Ollama: Run a Private AI Model Locally
Ollama is a free open-source runtime that lets you run a real AI model on one laptop - no cloud, no subscription, no data leaving your office. Here is what it is, when it makes sense, and the ten-minute install.
The thirty-second pitch
Ollama is a free, open-source program that runs an AI model on your own computer. You install it, you pull a model with one command, and you can chat with that model - or have other software call it - without anything ever leaving your machine.
That is it. The model lives on your hard drive. The conversation happens on your laptop's processor or GPU. There is no cloud subscription, no API key, no usage meter, and nobody on the other side of an internet connection writing your prompts to a log file.
For a small business, that combination - capable AI, zero recurring cost, total data privacy - is rare enough to understand even if you decide it is not right for you today.
When a small business should actually use it
Three honest use cases we put in front of clients:
1. Any task involving regulated client data. HIPAA-covered patient information, GLBA-covered financial details, attorney-client privileged material, employment investigation notes. Anything where putting the data into ChatGPT or Claude would require a Data Processing Addendum, an acceptable-use policy, and a security questionnaire. Putting it into a local Ollama model requires none of those, because the data never leaves the machine.

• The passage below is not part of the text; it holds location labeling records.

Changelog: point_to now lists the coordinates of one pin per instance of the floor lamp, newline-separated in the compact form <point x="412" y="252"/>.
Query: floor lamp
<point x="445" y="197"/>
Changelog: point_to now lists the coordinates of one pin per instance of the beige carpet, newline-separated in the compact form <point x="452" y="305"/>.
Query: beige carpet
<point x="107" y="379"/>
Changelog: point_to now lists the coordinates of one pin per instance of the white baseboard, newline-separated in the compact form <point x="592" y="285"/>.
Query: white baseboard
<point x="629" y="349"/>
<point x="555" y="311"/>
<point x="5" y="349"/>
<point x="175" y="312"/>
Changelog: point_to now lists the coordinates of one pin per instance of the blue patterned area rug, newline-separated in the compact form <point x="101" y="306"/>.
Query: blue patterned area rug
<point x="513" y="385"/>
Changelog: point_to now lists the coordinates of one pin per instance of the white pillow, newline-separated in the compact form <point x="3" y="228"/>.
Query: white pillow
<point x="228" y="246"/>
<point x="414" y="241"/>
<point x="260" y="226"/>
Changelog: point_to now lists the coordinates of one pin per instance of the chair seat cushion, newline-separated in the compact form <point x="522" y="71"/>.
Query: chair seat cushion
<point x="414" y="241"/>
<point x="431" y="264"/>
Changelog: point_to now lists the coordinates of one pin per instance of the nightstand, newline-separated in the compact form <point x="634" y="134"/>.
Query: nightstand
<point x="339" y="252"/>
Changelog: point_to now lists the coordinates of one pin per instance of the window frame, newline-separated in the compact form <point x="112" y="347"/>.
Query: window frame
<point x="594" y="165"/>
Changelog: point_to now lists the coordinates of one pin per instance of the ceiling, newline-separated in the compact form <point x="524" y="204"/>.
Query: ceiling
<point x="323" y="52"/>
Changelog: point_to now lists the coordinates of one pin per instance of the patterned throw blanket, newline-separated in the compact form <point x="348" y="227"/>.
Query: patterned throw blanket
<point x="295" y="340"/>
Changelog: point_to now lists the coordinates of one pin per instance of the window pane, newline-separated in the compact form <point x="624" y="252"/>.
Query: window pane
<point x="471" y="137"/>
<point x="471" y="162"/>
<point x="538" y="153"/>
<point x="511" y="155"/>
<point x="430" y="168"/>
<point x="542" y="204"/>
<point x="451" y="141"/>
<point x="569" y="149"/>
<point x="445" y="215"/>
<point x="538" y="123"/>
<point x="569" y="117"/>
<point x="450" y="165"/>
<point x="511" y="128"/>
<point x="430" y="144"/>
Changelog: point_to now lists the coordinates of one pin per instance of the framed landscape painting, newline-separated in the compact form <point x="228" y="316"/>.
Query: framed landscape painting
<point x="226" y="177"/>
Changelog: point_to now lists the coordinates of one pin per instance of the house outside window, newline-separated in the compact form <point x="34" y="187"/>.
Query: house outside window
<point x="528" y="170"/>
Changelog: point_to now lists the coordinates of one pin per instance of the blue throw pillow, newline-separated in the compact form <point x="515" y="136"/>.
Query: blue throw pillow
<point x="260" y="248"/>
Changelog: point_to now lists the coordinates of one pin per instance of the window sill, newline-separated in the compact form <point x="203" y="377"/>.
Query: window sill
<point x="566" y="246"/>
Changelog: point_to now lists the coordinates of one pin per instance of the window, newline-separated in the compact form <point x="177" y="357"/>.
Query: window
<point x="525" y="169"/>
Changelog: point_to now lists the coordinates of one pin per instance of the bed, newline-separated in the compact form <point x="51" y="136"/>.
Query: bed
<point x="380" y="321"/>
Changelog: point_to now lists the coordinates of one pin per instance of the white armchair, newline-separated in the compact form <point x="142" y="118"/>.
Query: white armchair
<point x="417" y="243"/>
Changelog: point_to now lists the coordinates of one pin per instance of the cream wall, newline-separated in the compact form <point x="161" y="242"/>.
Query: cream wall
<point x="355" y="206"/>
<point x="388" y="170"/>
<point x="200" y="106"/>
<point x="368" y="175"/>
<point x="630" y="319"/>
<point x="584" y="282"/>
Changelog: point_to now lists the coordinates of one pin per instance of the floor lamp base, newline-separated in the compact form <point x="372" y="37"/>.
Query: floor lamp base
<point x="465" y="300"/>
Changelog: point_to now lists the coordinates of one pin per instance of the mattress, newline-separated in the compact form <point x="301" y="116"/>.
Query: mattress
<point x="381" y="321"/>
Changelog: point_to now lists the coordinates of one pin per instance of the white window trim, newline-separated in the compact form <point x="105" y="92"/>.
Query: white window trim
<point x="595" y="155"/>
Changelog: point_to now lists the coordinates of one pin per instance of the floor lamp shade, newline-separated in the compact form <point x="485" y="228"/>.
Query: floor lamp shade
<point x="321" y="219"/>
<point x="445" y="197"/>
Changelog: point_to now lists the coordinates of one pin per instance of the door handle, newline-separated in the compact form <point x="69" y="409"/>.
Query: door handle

2. Workflows that would be expensive at the API rate. Bulk-summarizing a backlog of voicemail transcripts. Re-categorizing five years of email. Translating internal documentation into Spanish for a bilingual office. The kind of one-time, large-volume jobs where the per-token cost of a frontier API adds up. The local model is slower per request, but the per-request cost is zero.
3. Offline reliability. Field offices, job-site trailers, boats, rural properties - anywhere the internet drops for hours at a time. A cloud AI is dead weight. An Ollama-equipped laptop keeps working with no signal at all, which matters more than people expect until the day they need it.
When to skip it
Be honest about this too. Ollama is not the right tool for:
- Daily-driver chat for non-technical staff. The experience is rougher than ChatGPT or Claude. Your bookkeeper will find it more annoying.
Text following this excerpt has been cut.